There's a hidden killer in your data.
Silently waiting for you to train your machine learning model. Deceiving you even in your validation data with great performance. Cleverly hiding from your statistical tests and automated procedures.
Suddenly, when you release your fledgling model into the real world it strikes!
Data leakage the silent killer
Your data set somehow had leaky information.
Information that the model found and directly used to predict the target with high accuracy. But once it encounters real-world data, this information either isn't available or not as reliable of a predictor!
How you say?
Static datasets are snapshots
Your training dataset was created somehow. (Well, duh)
How you create the dataset can have an impact on leaky variables. But there are other ways to leak information.
Let's look at examples of a leaky variable first:
- The Statoil iceberg prediction challenge contained the satellite angle, which could be exploited to predict icebergs vs. ships.
- The deepfake competition did not contain aspect ratio metadata for generated video data.

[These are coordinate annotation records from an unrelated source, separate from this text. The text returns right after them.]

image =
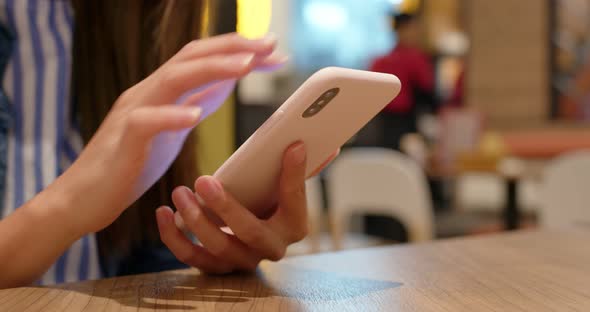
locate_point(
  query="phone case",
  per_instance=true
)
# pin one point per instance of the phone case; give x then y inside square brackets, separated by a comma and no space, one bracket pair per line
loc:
[252,173]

- A hackathon dataset I used contained an obscure column with predictions from a model from a different competition predicting the target.

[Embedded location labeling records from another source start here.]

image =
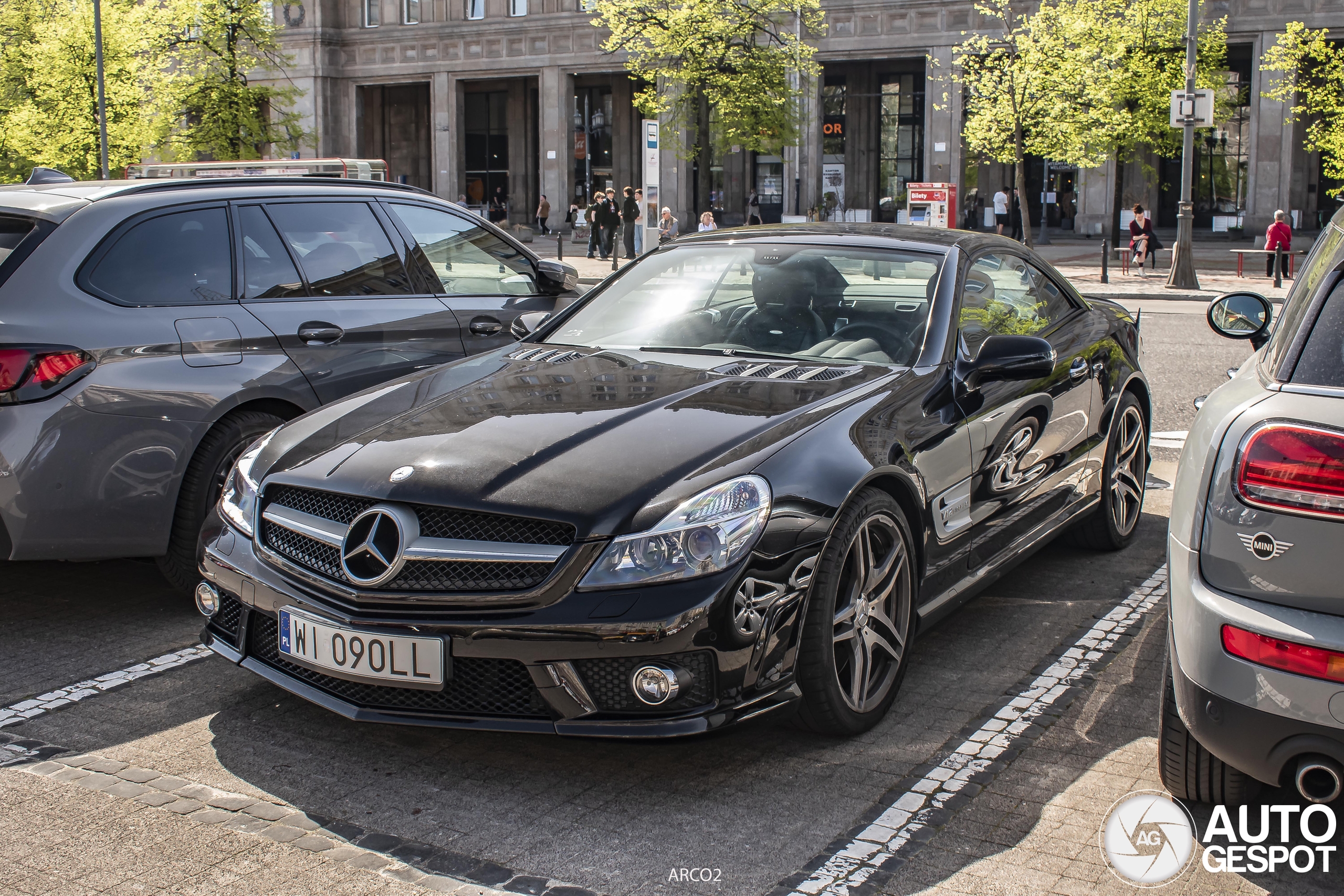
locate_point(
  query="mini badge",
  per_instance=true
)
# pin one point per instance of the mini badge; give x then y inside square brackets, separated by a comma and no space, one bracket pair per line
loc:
[1264,544]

Your test data is sacrosanct
But it gets worse.
I just worked on predicting some bitcoin prices and good validation saved me. Normalizing the data only on the training set, showed that XGBoost completely failed on the test set when values surpassed the maximum price of the training data.
If I had leaked the maximum of the test set instead, I would've gone ahead with XGBoost as the best and fastest model due to test data leakage!
Beware of data leakage! It can hide anywhere!